Carlos Santana to Brooklyn Paper: Let your power flow!

This isn’t black magic.

Legendary rock star Carlos Santana traded in his guitar for a couch — playing psychologist for Brooklyn Paper Radio hosts Gersh Kuntzman and Vince DiMiceli in an exclusive interview that also touched on the state of American politics, the beauty of music, the beauty of women in Santana’s life and, of course, how great Santana was at Woodstock.

Also on the show — which is downloadable on iTunes — Brooklyn folkie Feral Foster performed two songs during an exclusive in-studio visit to promote the upcoming Brooklyn Folk Festival.

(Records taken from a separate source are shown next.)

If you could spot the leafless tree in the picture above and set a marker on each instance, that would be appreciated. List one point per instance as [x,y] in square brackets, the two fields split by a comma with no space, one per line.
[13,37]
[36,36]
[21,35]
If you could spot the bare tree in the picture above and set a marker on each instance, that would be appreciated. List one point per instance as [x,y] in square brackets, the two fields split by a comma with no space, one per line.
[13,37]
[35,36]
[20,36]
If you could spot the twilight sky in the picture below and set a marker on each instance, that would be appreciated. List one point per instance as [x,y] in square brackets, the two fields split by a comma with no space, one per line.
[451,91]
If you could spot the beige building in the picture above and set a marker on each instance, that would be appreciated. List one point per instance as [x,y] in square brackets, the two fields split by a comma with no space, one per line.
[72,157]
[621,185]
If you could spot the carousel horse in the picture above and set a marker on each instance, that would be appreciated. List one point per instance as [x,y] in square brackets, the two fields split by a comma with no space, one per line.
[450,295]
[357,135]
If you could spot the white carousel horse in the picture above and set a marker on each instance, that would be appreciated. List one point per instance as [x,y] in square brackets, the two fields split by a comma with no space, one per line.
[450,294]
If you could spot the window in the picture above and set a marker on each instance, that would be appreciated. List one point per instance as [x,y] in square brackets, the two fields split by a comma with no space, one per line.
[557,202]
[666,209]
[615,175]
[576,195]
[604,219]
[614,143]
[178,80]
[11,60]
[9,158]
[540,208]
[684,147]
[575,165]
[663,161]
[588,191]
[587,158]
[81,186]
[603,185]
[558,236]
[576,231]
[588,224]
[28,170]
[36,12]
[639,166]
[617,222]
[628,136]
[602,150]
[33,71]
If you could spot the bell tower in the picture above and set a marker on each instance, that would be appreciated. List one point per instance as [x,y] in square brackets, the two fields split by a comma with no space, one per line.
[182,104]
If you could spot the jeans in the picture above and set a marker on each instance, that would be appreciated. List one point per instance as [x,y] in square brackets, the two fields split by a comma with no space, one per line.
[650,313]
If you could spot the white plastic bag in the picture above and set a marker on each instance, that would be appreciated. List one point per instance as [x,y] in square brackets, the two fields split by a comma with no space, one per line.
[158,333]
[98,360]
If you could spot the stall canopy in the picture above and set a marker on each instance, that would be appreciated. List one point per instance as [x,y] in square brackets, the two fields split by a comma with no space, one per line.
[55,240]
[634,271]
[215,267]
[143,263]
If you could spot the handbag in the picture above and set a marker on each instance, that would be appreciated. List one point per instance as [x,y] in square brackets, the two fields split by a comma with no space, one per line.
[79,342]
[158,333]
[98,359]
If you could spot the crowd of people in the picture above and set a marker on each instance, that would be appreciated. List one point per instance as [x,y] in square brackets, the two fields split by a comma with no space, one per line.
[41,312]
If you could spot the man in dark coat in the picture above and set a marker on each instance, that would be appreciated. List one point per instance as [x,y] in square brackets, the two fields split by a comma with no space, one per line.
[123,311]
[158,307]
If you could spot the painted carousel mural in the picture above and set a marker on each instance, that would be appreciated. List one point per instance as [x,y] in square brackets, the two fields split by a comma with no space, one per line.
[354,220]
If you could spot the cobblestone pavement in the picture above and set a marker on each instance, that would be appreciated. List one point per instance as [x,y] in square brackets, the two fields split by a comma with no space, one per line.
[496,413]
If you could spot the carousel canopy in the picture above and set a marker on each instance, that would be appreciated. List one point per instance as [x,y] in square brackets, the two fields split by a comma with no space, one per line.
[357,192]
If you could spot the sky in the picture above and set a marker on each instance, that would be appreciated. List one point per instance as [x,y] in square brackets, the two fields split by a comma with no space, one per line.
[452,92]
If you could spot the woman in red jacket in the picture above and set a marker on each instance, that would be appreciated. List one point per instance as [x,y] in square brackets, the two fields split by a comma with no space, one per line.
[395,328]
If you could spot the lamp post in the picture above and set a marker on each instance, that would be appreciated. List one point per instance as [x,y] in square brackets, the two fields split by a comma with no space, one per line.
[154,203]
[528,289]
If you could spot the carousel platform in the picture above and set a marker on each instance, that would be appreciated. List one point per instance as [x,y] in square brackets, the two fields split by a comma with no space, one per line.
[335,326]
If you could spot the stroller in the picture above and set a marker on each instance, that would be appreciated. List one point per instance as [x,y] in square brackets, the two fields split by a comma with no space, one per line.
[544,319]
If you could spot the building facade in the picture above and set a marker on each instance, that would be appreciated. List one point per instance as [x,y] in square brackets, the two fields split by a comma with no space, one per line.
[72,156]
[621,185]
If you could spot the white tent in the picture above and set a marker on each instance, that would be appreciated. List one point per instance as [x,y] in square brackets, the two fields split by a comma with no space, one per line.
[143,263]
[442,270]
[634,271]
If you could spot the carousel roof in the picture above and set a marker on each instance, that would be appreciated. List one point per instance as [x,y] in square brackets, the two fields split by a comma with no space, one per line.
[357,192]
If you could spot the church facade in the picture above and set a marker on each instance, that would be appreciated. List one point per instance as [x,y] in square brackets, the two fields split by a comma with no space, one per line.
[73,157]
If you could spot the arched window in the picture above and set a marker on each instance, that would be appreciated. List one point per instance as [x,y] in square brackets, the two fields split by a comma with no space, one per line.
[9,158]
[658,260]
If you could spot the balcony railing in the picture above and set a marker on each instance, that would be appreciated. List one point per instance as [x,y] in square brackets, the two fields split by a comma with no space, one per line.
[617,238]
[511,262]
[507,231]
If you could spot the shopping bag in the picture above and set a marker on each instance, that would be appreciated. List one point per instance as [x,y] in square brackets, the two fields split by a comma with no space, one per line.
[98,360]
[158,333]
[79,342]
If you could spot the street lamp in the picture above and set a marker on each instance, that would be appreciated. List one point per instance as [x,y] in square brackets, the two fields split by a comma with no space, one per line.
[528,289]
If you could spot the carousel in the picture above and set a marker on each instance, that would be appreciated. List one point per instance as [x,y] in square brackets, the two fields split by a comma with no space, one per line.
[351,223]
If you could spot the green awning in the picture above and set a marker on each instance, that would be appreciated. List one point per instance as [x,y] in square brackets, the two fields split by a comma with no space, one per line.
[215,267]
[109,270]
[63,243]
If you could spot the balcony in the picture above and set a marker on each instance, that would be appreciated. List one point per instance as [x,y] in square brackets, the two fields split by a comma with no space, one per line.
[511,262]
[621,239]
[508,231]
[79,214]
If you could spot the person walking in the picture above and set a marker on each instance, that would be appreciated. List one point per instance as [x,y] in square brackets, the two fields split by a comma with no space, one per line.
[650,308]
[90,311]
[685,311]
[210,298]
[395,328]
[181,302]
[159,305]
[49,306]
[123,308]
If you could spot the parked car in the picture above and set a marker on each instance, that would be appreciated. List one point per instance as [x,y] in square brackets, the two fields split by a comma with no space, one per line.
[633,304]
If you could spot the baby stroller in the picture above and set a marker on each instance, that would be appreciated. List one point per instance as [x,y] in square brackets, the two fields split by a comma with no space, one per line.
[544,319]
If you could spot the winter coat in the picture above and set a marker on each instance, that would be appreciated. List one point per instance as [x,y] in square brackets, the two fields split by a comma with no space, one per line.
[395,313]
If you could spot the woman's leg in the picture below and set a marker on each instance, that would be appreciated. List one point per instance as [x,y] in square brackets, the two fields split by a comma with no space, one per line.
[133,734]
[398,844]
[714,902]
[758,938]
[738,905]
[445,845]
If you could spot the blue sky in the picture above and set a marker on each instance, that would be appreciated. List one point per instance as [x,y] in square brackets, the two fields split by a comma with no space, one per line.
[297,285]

Foster was impressive musically, but Santana rocked the very foundation of The Brooklyn Paper building in Downtown after Daily News Deputy Features Editor Kuntzman asked a simple question about the whereabouts of the comely woman on the cover of Santana’s 1970 album, “Abraxas.” (If you grew up in the 1970s and you were a heterosexual male, you know the woman about which this reporter speaks.)

“What happened to her? I married her!” Santana said.

He's back!: Award-winning columnist and reporter Mike McLaughlin, seen here being professionally mentored, joined Vince and Gersh on Brooklyn Paper Radio.
The Brooklyn Paper / Ben Muessig

Kuntzman and DiMiceli pronounced themselves impressed, but Santana was having nothing of it.

“You just need to change your attitudes,” he advised the boys. “You are the magnet that can attract any lady.”

Have you met Kuntzman, Santana was asked.

“It doesn’t matter,” he said. “I can see his core and I know he is sweet. Besides, it’s all about the mindset. Walk like you have the charisma.”

Again, Santana was asked, have you met Kuntzman?

The color of cool: The cover of Santana’s album Abraxas.

“Just be confident — not arrogant, but confident,” Santana said.

Kuntzman admitted that he often falls over the line from self-assurance to self-importance, and Santana agreed to continue working with the addled scribe in future calls (with a $51 co-pay by Kuntzman’s GHI insurance).

In other parts of the broad-ranging interview, Santana revealed:

• He’s backing Hillary Clinton for president and hopes she’ll pick Bernie Sanders for vice president. “We need politicians who bring the compassion, not a KKK rally,” Santana said. “Compassion is the opposite of excluding people who aren’t like you. I came from the generation of Woodstock so I can’t change my stripes and I can’t change my spots. I represent John Lennon and Marvin Gaye, who are on the other side. So I support Hillary.”

• He’s sick of a nation of fear. “I watch TV and the entire country is selling fear. ‘Legends,’ ‘Quantico’ and those shows present the CIA and the FBI as the bad guy — well, maybe they’re onto something. … America is Halloween every day, but no candy. Let’s change that to accentuate the beauty and grace instead of a KKK rally.”

• He thinks Santana was only the third best band at Woodstock. “It was Sly Stone, Jimi Hendrix and Santana,” he said. Why third? “Because I was there. I never heard Sly Stone perform like he did at Woodstock.”

Santana was phoning in to promote his new album — “Santana IV” — which unites him with his former bandmates, which he hasn’t done in decades. Santana’s tour kicks off in Las Vegas on March 21, and comes to Gaphattan on April 13 at Madison Square Garden.

Also on the show was former Brooklyn Paper columnist Mike McLaughlin, whose “Search” will come to an end this week in Los Angeles, when he ties the knot with his old girlfriend, Emily, the woman who broke his heart originally, sending him on a month’s-long quest for an apartment and a new lover — all chronicled in The Brooklyn Paper.

The unmarried Foster stayed throughout, yet offered no advice to McLaughlin.

In the zone: Folkie Feral Foster joined Gersh and Vince in studio on Brooklyn Paper Radio, where he played two songs — and jammed while the guys read their commercials.